Modern social, informational, and transactional platforms offer 
a means for information to spread naturally (e.g, as in the case of 
the "Arab Spring" [1]), and there is increasing interest in using 
these systems to intentionally promote the spread of information 
and behavior [2-5] . In addition, they also yield a brand-new and 
large-scale global view of social interactions and dynamics of 
formerly hidden phenomena [6]. Recent work has taken 
advantage of such monitoring of global-scale online data for 
improved detection of epidemics [7-10], mood patterns [11,12], 
stock performance [13], political revolutions [14], box-office 
revenues [15], consumer behavior [9,16] and many other 
important phenomena.

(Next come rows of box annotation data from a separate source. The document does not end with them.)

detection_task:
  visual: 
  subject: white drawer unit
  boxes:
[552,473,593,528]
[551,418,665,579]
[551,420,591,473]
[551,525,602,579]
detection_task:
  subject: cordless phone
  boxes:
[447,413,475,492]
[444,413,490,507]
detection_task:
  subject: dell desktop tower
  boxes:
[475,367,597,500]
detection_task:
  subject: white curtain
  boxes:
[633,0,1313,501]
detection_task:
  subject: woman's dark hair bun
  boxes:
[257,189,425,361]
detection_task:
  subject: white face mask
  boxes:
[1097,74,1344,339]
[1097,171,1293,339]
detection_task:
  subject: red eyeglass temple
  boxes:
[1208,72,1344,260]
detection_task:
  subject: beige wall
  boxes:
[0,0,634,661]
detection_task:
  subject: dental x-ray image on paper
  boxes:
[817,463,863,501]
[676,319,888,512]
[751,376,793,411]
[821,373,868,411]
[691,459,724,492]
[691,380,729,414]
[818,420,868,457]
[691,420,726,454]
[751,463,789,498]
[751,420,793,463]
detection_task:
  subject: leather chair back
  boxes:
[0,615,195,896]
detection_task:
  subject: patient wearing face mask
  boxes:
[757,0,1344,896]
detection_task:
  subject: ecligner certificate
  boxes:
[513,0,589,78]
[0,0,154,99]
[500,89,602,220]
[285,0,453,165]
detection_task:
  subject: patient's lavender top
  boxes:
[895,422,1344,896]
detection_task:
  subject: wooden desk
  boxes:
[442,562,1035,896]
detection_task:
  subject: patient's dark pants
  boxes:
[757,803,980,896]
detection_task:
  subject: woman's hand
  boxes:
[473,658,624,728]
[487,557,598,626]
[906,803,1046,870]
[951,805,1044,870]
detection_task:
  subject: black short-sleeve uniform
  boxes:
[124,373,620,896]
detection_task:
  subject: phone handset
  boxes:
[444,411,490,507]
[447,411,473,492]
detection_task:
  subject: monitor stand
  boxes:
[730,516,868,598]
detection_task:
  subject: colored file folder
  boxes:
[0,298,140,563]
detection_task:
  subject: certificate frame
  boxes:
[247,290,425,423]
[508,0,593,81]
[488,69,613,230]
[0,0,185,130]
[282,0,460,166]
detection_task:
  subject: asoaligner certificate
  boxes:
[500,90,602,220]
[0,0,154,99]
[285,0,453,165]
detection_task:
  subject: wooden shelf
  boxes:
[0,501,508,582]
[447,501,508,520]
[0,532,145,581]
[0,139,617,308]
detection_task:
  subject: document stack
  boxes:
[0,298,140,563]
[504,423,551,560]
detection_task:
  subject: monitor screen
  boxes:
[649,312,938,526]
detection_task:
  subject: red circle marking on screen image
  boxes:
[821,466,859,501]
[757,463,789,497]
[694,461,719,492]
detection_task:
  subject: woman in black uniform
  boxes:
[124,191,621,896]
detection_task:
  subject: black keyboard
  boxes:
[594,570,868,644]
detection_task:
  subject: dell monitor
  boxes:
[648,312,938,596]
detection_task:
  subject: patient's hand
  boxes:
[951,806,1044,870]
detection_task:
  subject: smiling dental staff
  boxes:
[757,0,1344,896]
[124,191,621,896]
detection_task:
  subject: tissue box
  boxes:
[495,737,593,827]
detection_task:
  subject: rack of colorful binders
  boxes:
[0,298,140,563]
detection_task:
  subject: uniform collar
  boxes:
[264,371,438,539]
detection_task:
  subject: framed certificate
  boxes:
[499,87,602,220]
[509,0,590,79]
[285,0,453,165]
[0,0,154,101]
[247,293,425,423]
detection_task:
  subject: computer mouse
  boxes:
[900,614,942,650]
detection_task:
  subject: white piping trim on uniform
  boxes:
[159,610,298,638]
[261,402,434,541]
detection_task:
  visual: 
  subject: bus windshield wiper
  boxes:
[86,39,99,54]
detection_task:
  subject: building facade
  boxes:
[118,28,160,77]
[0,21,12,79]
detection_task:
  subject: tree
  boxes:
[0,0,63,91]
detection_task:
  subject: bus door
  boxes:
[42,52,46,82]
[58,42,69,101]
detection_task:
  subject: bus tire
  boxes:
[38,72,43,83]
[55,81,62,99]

However, the advent of global monitoring 
has recently heightened concerns about privacy [17], and 



anonymization is often insufficient to guarantee it [18]. Thus, 
future efforts to monitor global phenomena may be restricted to 
analysis at a local scale [10,19] or to incomplete pictures of the 
system. Moreover, the explosive growth of online data has made it 
more and more difficult to perform a complete global analysis. As 
a result, scholars are beginning to develop local methods that 
sample small but relevant parts of the system [20,21]. 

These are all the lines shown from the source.